ペアになって似顔絵を描く参加者と、助言する村上警部補(左から2人目)=大津市打出浜・県警本部

ペアになって似顔絵を描く参加者と、助言する村上警部補(左から2人目)=大津市打出浜・県警本部

 捜査用似顔絵の上級者向け講習会が25日、大津市打出浜の県警本部で開かれた。県警の第一人者で、来月で定年退職する鑑識課の村上憲治警部補(60)が、最後の講師役を務め、特徴の捉え方などを伝授した。
 捜査用似顔絵は、県警では約35年前から導入された。村上警部補は当初から描き手として活躍し、後進の育成にも尽力してきた。

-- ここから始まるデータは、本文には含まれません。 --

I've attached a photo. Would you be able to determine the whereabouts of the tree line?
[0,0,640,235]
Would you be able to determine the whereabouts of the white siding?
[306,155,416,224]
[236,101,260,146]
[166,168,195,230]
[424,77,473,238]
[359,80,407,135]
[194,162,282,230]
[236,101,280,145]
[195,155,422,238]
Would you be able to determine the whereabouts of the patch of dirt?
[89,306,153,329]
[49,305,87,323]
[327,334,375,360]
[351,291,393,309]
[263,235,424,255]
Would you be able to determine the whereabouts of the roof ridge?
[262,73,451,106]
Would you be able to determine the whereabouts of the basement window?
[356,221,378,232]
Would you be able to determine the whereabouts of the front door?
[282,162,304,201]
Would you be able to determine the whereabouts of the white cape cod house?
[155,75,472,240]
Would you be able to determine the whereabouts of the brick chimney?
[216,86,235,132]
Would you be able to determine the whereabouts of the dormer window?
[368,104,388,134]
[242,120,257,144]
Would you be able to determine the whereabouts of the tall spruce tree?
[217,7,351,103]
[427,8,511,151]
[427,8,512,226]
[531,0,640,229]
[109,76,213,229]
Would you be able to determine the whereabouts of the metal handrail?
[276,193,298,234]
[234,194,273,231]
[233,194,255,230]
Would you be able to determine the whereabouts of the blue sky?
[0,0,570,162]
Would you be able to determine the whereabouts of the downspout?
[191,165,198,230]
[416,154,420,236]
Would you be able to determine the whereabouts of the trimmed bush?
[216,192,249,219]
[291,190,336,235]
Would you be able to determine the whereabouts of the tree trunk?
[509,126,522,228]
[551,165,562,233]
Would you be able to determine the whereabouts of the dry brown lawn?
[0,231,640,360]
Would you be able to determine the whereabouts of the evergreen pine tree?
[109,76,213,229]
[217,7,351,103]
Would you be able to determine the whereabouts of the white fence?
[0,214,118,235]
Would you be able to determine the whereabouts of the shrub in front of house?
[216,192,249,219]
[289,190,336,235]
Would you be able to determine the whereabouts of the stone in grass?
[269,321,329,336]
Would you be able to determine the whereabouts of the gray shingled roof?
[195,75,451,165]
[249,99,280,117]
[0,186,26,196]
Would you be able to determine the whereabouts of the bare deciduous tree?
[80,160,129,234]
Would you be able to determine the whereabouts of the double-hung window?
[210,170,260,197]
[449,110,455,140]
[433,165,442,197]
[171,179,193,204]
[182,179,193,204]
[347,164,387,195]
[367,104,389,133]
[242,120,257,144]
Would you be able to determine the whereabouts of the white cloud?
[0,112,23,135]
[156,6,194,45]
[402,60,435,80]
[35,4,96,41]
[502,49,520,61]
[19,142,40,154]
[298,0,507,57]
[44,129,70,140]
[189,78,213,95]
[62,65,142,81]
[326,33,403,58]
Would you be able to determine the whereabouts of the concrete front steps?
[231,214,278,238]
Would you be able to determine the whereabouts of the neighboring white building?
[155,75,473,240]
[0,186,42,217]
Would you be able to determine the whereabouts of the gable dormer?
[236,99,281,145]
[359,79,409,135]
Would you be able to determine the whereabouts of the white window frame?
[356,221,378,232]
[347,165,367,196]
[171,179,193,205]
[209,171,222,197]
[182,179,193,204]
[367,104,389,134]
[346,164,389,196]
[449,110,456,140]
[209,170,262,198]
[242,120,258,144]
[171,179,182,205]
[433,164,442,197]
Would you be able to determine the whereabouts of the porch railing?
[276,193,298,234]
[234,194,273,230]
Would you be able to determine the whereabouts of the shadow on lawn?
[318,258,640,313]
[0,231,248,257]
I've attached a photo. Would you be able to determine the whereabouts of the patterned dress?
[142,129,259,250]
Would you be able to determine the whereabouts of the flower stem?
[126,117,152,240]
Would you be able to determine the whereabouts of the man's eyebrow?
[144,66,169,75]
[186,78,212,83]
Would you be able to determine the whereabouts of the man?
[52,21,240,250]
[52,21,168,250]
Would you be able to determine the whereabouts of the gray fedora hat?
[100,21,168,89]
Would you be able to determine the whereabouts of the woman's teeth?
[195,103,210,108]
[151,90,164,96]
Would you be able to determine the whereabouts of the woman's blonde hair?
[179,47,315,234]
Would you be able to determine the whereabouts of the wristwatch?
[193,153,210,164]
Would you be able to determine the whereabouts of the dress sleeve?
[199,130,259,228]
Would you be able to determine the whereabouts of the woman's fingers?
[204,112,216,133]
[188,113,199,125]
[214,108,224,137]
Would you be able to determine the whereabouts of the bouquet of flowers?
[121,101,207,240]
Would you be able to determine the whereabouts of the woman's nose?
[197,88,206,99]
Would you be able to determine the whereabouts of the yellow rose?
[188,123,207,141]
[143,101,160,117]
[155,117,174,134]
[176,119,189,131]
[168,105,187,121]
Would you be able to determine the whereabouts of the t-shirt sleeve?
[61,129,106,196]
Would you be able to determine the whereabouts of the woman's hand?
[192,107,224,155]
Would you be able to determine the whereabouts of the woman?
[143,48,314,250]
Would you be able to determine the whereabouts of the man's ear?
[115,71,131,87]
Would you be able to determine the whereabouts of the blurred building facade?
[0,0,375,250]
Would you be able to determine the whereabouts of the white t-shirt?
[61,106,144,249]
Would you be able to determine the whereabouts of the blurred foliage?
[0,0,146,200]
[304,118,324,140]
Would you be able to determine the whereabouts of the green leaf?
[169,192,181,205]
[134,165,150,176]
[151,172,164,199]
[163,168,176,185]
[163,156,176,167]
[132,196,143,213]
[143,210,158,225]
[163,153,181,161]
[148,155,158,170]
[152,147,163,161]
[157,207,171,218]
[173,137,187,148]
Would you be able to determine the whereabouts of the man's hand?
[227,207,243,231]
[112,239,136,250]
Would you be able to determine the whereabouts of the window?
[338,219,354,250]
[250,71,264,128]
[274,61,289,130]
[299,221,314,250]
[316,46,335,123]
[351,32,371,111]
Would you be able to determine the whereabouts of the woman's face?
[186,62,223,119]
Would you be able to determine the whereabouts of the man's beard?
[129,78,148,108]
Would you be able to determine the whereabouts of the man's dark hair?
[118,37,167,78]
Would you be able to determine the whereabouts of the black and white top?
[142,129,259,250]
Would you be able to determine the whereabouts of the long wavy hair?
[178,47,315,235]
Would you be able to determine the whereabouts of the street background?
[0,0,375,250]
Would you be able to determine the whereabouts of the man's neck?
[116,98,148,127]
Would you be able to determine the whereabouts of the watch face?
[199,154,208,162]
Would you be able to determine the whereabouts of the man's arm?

 講習会は、捜査で似顔絵を描いた経験を持つ12人が参加、2人組で互いをスケッチした後、目撃証言から容疑者を描く練習をした。参加者は「目と眉の距離は」「どんな仕事をしていそうか」といった質問をし、村上警部補は「まず輪郭を決め、目鼻を配置して」などと助言していた。
 鑑識課の木原真知子巡査長(32)は「難しいのは、目撃者に『似顔絵が何か違う』と言われた後、違和感の正体を突きとめる作業。村上さんの技術を継いでいきたい」と話していた。